Software giant Microsoft announced today a new venture, code-named Vocalisation ™. Bill Gates said “we’re delighted to announce a new communications paradigm based on Talk 2.0 enabling realtime information exchange with minimal expenditure on new hardware.”
The product is set to rock the world of mobile communications and email. To utilise it, two users agree a language protocol and then exchange messages in an unstructured model that is being called a “conversation”.

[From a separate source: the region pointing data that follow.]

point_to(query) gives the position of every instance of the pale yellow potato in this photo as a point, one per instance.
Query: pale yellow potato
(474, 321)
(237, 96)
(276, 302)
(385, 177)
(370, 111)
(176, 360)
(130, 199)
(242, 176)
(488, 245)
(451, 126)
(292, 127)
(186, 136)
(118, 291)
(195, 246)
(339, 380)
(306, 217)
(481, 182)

“We’ve been working on this for a while” said Gates, “and we believe we’ve ironed out the early problems. We haven’t established a pricing policy yet but we’re excited about the worldwide possibilities. In the same way that two US citizens can converse in English, so two Chinese citizens can use a Cantonese protocol with no need for extra hardware or language plugin. The flexibility is astounding.”
The Twitter world gave a mixed reaction but several thousand Vocalisation-related pages have already been started on Facebook. A video of two babies Vocalising has gone viral on Youtube though industry leaders have warned that there is as yet no business application.
News just in: third generation e-Readers may be a radical departure from the current implementation. Manufacturers are examining a naturally occurring non-volatile storage medium known as “paper”. Researchers are working on combining thin layers of paper into stacks known as books.
2 thoughts on “IT Product News: Vocalisation, Talk 2.0.”
It’s interesting to see the way that things are going, but I wonder if this will ever take off or be practical. 20 years ago though, could we have envisaged the world we have now with cell phones that do what they do?
True indeed. On that theme I’d love to have a research grant to start doing longitudinal studies of mobile behaviours – now that we have a generation which doesn’t know a non-mobile time.